The land where Mohandas, crying ‘hu tu tu!' had played with Kasturi in the strong current of the Kathina, the memory of their hot passion under the glow of the starry night was the birth, nine months later, of Sharda...)

The truth was that Mohandas wasn't crazy, and nothing was wrong with his memory. The blow to his psyche had silently festered during the week of unbroken sleep, stupor, and drunkenness.
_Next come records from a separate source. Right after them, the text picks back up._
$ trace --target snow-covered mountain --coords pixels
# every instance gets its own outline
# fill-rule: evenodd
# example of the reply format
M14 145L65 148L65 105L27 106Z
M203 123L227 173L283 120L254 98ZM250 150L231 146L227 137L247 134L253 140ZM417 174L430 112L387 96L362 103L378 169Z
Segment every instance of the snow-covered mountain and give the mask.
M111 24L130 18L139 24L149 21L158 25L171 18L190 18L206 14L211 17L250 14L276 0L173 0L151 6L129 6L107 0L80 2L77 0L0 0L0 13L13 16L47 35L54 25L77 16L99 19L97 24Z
When he awoke, he was again the same Mohandas: a person who knew full well that he and only he was the real Mohandas, son of Kaba, resident of Purbanra, district Anuppur, Madhya Pradesh, who had, some ten years ago, earned a BA from
M.G. Degree College, and was second in his class. He was the Mohandas who'd been denied a job because he had no connections, no pull, and no money to use for bribes. He wasn't a member of any gang or group or mafia because he didn't belong to a caste that had any power. He knew full well that he and countless others like him had been cheated and lied to and tricked for many, many years, but he had no means to do anything about it.